The law gave decrees, which were hostile to us. The decrees are not good for us, because they provide laws we cannot keep (Acts 15:10, Romans 8:3-4). The Greek word for hostile, "hypenantios," can mean "opposite" or "adversarial." It is not the law's fault; the law is good (Romans 7:13-14). The problem is that the law is the opposite of what we are capable of doing in our natural state, prior to becoming a believer (Romans 7:13).

But Jesus fixed the problem. Jesus has cancelled this indebtedness. He did it by meeting the required cost, thus fulfilling the justice. He did what we could not do. And He has taken it (our debt to the law) out of the way, having nailed it to the cross. Jesus removes this noose from our neck. The spiritual code of justice that we had transgressed is now taken care of. We do not have to spend one ounce of energy trying to repay the debt. It is taken care of. Out of the way.

Jesus did this by nailing it (our debt) to the cross, an allusion to Jesus' death. In essence, Jesus took this certificate of debt onto the cross with Him. It was nailed there, as Christ Himself was nailed. It was fulfilled as He was put to death.

Notice it does not say this indebtedness comes off the cross. Only Jesus came down from the cross. He dies, is buried, and arises. The debt is still nailed to the cross. It is forever settled there. Therefore, there is no reason to ever seek to be justified through religious acts. These are just traditions of men (Colossians 2:8). For the Gentile Colossians, if they are to believe false teaching that says, "You have to add to what Jesus did, and be circumcised and follow Jewish religious rules in order to be justified," they would be saying that there are sins still needing to be covered. As if Jesus didn't get them all; some "fell off the cross" and we now need to take care of them.

Paul fought this battle in both his letter to the Romans as well as his letter to the Galatians. In each case, Gentile believers were being told that Jesus's death on the cross was insufficient for them to gain righteousness. They were told they needed also to be circumcised. But Paul makes clear here that justification in the sight of God comes one way, and one way only: through the shed blood of Jesus on the cross.

This raises a paradox. On the one hand, through faith in Christ, we are forever forgiven of every sin. This includes past, present, and future sin. That means that if we sin in the future, it is already paid for. It is like a prepaid credit card with no limit.

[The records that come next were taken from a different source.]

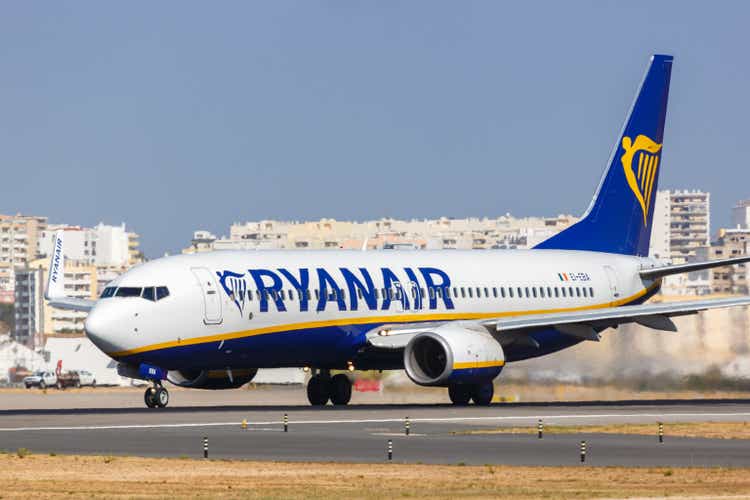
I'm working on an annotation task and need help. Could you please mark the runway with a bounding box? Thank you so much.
[0,391,750,467]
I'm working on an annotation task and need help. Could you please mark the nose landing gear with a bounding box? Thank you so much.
[448,382,495,406]
[143,382,169,408]
[307,370,352,406]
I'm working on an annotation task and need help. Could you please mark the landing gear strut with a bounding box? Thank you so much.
[143,381,169,408]
[448,382,495,406]
[307,370,352,406]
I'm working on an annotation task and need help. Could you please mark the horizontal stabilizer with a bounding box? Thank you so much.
[640,255,750,279]
[482,296,750,337]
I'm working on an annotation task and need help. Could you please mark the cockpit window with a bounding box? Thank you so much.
[115,286,142,297]
[141,286,156,302]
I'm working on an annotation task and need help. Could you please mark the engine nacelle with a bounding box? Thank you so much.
[404,324,505,386]
[167,368,258,389]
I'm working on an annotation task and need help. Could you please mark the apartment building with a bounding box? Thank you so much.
[669,190,711,264]
[183,214,578,253]
[0,214,47,294]
[13,258,101,345]
[709,228,750,294]
[732,200,750,229]
[39,223,143,267]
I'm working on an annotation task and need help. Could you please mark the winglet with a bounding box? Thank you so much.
[44,231,65,300]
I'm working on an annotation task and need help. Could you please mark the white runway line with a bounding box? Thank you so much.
[0,412,750,432]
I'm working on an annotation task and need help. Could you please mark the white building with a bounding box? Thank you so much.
[669,190,711,264]
[39,223,131,267]
[649,191,671,260]
[183,214,578,253]
[732,200,750,229]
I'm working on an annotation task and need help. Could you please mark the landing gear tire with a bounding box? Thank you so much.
[143,385,169,408]
[448,384,471,406]
[471,382,495,406]
[329,373,352,405]
[143,387,156,408]
[307,375,330,406]
[154,387,169,408]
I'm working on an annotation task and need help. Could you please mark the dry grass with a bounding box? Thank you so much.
[0,454,750,499]
[456,422,750,439]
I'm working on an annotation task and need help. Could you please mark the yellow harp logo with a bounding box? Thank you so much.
[620,135,661,226]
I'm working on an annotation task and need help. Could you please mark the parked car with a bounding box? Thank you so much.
[57,371,81,389]
[23,370,57,389]
[76,370,96,387]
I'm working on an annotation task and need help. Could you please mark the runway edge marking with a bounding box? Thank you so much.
[0,412,750,432]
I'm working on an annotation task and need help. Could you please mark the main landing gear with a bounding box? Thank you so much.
[448,382,495,406]
[143,381,169,408]
[307,370,352,406]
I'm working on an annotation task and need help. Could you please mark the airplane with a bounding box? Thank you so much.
[45,55,750,408]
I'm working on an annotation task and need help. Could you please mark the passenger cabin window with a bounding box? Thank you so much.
[115,286,142,297]
[141,286,156,302]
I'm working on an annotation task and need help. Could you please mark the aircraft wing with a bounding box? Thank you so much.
[366,296,750,350]
[640,255,750,279]
[44,231,96,311]
[482,296,750,340]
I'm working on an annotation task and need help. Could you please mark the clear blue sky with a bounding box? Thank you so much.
[0,1,750,257]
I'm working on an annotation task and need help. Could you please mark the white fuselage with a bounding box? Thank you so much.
[86,250,658,369]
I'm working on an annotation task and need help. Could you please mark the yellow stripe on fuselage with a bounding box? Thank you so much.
[453,360,505,370]
[108,281,660,358]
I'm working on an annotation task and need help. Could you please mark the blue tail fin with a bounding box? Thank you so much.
[536,55,672,256]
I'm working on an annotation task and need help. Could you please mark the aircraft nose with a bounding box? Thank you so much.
[84,304,122,354]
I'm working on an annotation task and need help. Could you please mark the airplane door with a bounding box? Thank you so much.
[604,266,620,298]
[190,267,222,325]
[392,281,406,312]
[407,281,423,312]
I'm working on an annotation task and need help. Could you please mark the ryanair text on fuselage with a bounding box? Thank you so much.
[216,267,454,313]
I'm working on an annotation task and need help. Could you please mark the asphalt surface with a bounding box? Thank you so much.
[0,391,750,467]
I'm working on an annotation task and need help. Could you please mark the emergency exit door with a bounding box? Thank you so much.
[604,266,620,299]
[190,267,222,325]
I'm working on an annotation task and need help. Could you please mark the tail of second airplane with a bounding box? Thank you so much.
[536,55,672,256]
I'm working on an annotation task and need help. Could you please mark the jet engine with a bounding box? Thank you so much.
[167,368,258,389]
[404,324,505,386]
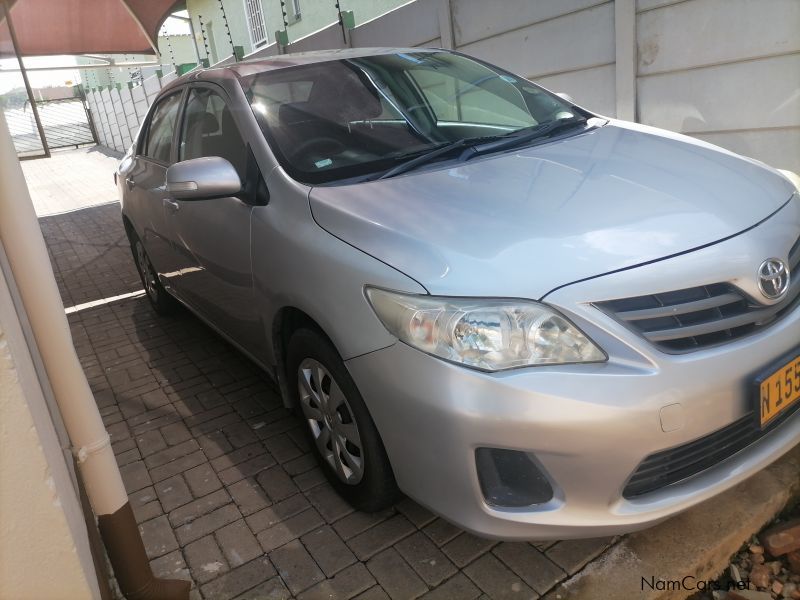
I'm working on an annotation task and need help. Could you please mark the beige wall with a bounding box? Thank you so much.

However, Paul is making clear to the Colossians that it is completely not in their interest to "use that credit card" and continue in sin. Why? Not because it will overtax what Jesus did on the cross. It is clear here that every sin was nailed to the cross along with Jesus. The reality is that using the credit card is not good for them; it is not the fullness of life. To choose this path is not only an act of disobedience to God; it is also an act of foolishness and inefficiency for the person.

However, it still remains for us to choose whether to follow our flesh (and the adverse consequences) or God's Spirit (and gain the reward of life). We are justified in the sight of God regardless of what we do. But the experience of our life completely depends on our choices. A further paradox is that the law, which we could not keep, is fulfilled when we walk in the Spirit (Romans 8:4). But when we attempt to keep laws in order to be justified, we separate ourselves from reliance upon God's resurrection power, and lose blessings.

The implications of what Jesus did on the cross in justifying us, and satisfying all debts due to our transgressions, reverberates throughout the fullness of the spiritual realm. When Jesus died on the cross as a human, He defeated Satan, the accuser (John 16:11).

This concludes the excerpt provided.